Bill

Claims and excesses

Excesses

An excess is the first part of any insurance claim that you have to pay yourself. There are two types of excesses – inpatient excess and outpatient excess:

  • An inpatient excess is the amount you might pay on private hospital stays. For example, if your treatment or procedure cost €5,000 and your inpatient excess is €50, you will have to pay €50 directly to the hospital. The insurer pays the rest of the treatment, in this example that amount is €4,950.
  • An outpatient excess is the amount that you pay yourself for health services such as consultant visits, GP visits, and physiotherapy visits. You may be able to claim a portion of this cost back from the insurer.

Shortfall

A shortfall is the amount of your treatment that is not covered by your insurance. You must pay this amount yourself. You generally have to pay it on a nightly basis, compared an excess which you generally pay only once per hospital stay. For example, if your policy has a shortfall of €150 for a private room in a private hospital, you will have to pay €150 for each night you spend in a private room in a private hospital. Your insurance will cover the rest of the cost of the treatment.

Outpatient Claims

You have to pay upfront for outpatient services like GP visits and physiotherapy. You should keep a copy of the receipt and submit a claim to your insurer. Many health insurance policies have the following features in relation to outpatient claims:

  • Most policies have an outpatient policy limit, which means there is a maximum amount you can claim in total outpatient claims per year. For example, if your outpatient policy limit is €1,000, once you have received €1,000 back for outpatient services, you can’t claim any more.
  • Most policies have an annual outpatient excess. For example, if your outpatient excess is €250, you will have to submit more than €250 in allowable expenses before you get any money back for outpatient services. In this example, if you can claim €60 per consultant visit under your policy, you would have to submit five claims to your insurer before you get any money back (4 x €60 = €300, you would get €50 back for your fifth consultant visit). You can see more examples of how this works in Example A and Example B.
  • Some policies have an annual outpatient excess of €1. If you are more likely to make outpatient claims, you should considering paying a bit extra for this type of policy.

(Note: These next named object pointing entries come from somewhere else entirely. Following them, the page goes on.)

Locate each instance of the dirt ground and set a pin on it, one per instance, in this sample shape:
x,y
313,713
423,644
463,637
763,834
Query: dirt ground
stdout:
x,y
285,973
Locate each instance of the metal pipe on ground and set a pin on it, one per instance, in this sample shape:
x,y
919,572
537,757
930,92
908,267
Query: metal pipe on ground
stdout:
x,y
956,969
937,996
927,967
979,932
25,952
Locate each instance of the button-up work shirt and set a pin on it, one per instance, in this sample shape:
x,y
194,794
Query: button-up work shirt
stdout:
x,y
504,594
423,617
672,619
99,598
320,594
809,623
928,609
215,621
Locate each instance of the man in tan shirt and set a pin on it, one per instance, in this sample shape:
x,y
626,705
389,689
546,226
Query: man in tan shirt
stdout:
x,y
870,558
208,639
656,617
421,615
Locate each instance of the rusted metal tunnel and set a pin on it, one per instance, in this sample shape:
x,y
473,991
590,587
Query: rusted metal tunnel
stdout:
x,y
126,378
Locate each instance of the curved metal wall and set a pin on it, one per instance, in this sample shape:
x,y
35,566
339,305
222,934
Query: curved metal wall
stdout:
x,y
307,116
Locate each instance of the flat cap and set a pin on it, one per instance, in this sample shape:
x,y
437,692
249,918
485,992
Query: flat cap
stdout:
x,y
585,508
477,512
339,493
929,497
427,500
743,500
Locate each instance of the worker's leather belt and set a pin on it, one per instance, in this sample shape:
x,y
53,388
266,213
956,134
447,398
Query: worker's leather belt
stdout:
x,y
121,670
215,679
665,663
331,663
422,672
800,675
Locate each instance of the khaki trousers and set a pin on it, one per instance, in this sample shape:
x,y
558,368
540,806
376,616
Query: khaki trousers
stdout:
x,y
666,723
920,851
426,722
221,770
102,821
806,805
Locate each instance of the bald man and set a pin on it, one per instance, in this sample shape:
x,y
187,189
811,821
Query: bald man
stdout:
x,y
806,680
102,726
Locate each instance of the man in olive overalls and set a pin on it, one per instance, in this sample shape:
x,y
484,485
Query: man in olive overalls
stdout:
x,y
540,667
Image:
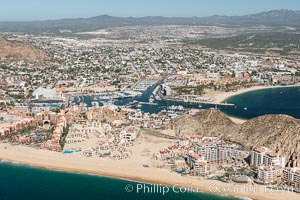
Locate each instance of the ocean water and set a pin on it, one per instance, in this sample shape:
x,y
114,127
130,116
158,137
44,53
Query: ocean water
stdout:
x,y
285,100
19,182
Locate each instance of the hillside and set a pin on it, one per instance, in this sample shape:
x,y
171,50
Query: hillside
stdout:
x,y
20,51
278,132
269,18
205,122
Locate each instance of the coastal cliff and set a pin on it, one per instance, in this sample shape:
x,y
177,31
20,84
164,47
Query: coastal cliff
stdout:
x,y
20,51
278,132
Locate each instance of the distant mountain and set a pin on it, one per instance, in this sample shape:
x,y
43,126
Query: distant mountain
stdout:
x,y
20,51
270,18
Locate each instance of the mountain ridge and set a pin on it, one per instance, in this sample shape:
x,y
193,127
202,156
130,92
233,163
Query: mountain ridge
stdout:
x,y
281,17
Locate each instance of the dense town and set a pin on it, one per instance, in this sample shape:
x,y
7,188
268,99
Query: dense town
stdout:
x,y
44,103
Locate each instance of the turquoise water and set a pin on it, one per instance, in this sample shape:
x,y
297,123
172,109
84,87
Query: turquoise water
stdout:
x,y
69,151
284,100
18,182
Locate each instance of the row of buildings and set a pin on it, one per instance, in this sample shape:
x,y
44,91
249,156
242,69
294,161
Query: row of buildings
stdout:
x,y
271,167
14,122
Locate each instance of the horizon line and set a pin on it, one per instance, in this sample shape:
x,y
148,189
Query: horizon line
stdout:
x,y
108,15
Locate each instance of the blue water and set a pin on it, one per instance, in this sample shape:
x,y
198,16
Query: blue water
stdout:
x,y
18,182
284,100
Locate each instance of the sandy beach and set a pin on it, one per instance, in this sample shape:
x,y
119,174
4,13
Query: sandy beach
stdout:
x,y
132,169
220,97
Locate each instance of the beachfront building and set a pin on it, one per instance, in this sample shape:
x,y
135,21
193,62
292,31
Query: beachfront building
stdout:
x,y
214,152
269,174
200,168
292,176
192,158
264,156
14,122
53,144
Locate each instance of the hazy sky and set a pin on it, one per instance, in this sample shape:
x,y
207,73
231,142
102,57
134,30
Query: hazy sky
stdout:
x,y
12,10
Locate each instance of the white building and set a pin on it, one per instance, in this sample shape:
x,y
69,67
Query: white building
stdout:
x,y
292,175
268,174
264,156
200,168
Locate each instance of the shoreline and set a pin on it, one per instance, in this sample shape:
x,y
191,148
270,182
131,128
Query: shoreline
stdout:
x,y
131,172
223,96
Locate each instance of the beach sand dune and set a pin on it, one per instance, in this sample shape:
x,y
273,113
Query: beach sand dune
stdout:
x,y
132,168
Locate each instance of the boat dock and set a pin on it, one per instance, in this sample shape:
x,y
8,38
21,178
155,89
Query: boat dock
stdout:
x,y
201,102
148,103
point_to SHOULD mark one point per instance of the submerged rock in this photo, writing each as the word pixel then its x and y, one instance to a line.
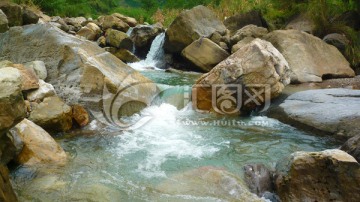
pixel 205 54
pixel 91 32
pixel 39 146
pixel 189 26
pixel 326 111
pixel 330 175
pixel 352 147
pixel 310 59
pixel 257 66
pixel 208 182
pixel 80 115
pixel 258 178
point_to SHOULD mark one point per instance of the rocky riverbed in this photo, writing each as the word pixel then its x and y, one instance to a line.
pixel 109 109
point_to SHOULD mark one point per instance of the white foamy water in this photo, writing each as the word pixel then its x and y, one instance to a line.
pixel 155 57
pixel 163 139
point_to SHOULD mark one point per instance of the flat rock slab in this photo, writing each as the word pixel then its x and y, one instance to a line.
pixel 323 111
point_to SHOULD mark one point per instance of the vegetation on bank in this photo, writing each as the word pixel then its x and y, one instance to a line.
pixel 276 12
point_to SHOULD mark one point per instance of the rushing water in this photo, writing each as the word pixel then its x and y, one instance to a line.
pixel 109 165
pixel 140 165
pixel 155 57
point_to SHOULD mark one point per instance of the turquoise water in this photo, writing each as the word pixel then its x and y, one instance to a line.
pixel 112 165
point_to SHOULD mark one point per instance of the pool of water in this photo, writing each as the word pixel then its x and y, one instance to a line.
pixel 113 165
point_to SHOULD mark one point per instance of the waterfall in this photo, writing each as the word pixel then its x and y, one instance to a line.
pixel 155 57
pixel 129 34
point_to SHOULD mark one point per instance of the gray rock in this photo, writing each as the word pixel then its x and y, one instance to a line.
pixel 118 39
pixel 258 63
pixel 330 175
pixel 4 23
pixel 12 106
pixel 205 54
pixel 38 95
pixel 302 23
pixel 248 31
pixel 52 114
pixel 29 16
pixel 326 111
pixel 189 26
pixel 338 40
pixel 38 67
pixel 13 13
pixel 352 147
pixel 236 22
pixel 78 69
pixel 258 178
pixel 310 59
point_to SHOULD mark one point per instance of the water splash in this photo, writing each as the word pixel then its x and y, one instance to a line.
pixel 155 57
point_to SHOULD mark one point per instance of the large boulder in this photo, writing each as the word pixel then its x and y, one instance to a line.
pixel 338 40
pixel 38 67
pixel 78 69
pixel 109 21
pixel 208 182
pixel 310 59
pixel 236 22
pixel 91 32
pixel 39 146
pixel 189 26
pixel 352 147
pixel 326 111
pixel 257 67
pixel 28 77
pixel 132 22
pixel 301 22
pixel 204 54
pixel 118 39
pixel 4 23
pixel 29 16
pixel 143 36
pixel 13 13
pixel 38 95
pixel 6 191
pixel 12 106
pixel 248 31
pixel 125 55
pixel 52 114
pixel 330 175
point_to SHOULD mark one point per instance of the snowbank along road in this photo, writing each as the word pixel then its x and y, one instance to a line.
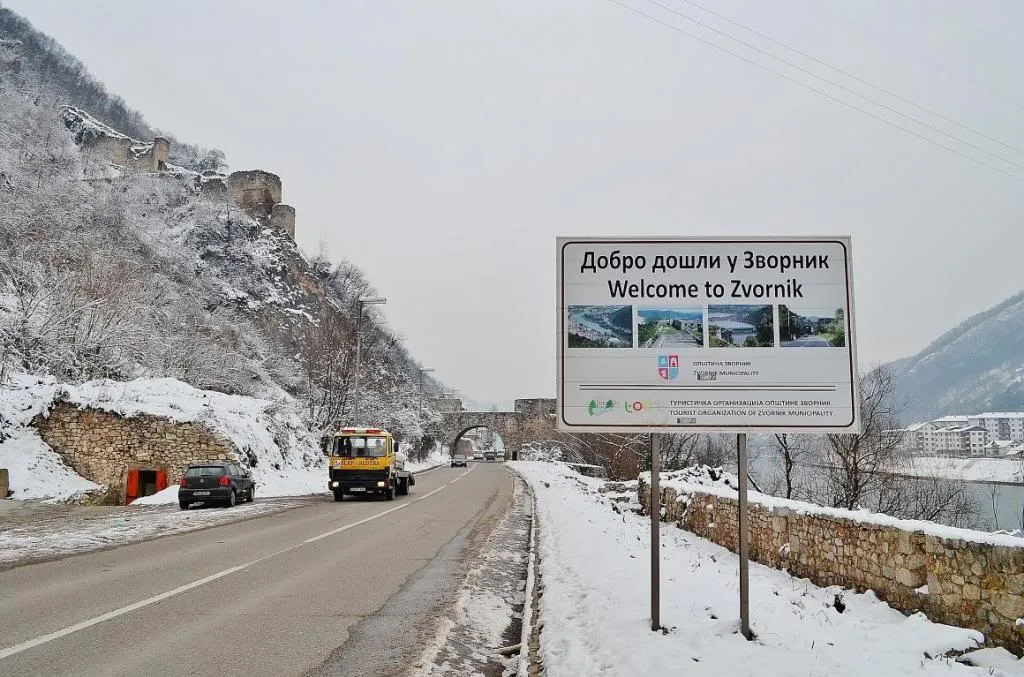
pixel 330 588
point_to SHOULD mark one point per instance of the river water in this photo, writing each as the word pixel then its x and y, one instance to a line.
pixel 999 506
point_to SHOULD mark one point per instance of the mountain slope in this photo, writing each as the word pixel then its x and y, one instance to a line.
pixel 976 367
pixel 112 271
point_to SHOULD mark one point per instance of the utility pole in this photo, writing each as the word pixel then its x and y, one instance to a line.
pixel 422 372
pixel 378 300
pixel 744 550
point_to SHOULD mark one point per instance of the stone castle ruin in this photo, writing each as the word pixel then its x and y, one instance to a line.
pixel 256 193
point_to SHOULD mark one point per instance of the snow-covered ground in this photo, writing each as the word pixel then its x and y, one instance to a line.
pixel 981 469
pixel 595 566
pixel 483 617
pixel 77 532
pixel 269 432
pixel 287 458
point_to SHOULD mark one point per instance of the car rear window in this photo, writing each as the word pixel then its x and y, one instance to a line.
pixel 205 471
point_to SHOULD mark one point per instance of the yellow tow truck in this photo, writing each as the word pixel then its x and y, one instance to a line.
pixel 366 461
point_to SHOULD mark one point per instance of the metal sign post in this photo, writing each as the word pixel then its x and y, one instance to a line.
pixel 744 551
pixel 655 533
pixel 700 335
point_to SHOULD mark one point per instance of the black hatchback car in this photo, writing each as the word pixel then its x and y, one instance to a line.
pixel 223 482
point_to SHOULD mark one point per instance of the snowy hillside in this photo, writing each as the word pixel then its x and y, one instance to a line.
pixel 271 436
pixel 977 367
pixel 111 271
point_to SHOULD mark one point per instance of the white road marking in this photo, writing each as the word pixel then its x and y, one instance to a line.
pixel 43 639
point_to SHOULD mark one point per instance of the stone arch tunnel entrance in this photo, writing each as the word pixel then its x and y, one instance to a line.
pixel 532 420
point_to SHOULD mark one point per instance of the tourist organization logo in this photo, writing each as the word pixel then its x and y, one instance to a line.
pixel 639 406
pixel 668 367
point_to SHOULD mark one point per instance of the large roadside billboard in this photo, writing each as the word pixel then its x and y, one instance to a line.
pixel 707 334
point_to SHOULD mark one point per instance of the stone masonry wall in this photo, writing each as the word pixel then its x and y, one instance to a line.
pixel 970 585
pixel 103 447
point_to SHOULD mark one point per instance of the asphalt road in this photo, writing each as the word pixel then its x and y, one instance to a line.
pixel 330 589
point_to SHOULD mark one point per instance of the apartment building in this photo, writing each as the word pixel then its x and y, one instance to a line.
pixel 993 434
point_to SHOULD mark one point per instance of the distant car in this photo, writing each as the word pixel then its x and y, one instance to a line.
pixel 223 482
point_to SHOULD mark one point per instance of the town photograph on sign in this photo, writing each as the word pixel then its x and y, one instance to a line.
pixel 664 328
pixel 702 330
pixel 600 327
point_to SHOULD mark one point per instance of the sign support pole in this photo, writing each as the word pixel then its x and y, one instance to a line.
pixel 744 552
pixel 655 532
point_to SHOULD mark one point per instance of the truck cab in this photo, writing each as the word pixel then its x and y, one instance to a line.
pixel 366 461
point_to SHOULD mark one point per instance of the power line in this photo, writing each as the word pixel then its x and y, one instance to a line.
pixel 847 74
pixel 957 75
pixel 836 84
pixel 820 92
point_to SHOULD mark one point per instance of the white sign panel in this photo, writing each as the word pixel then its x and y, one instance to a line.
pixel 705 334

Some policies will have all three of these features. It could be the case that even though the total of your outpatient expenses is more than the out-patient excess, you might still not be in a position to claim because your total allowable expenses have not yet reached the level of the out-patient excess.

Family Excess

If there is more than one person on your policy, the insurer may apply a larger family excess to your claims. You will have to meet this family excess before you can get money back for outpatient services. If there is more than one adult on your policy, you will need to consider whether it is more cost-effective to have each adult on a separate policy with an individual excess, or all on the same policy with a family excess applied to all outpatient claims.

Example A
Outpatient Expense Actual cost of visit Amount you can claim back Number of visits Total cost Allowable expenses
GP visit €50 €20 6 €300 €120
Physiotherapy €70 €40 2 €140 €80
Dental €90 €20 1 €90 €20
Subtotal       €530 €220
Less, out-patient excess         -€300
Amount you may claim back         €0
Example B
Outpatient Expense Actual cost of visit Amount you can claim back Number of visits Total cost Allowable Expenses
GP visit €50 €20 10 €500 €200
Physiotherapy €70 €40 6 €420 €240
Dental €90 €20 1 €90 €20
Subtotal       €1,010 €460
Less, out-patient excess         -€300
Amount you may claim back         €160

 

Outpatient Claim Time Limits

Vhi Healthcare

Vhi Healthcare outpatient claims must be submitted within three years of the end of the policy year. 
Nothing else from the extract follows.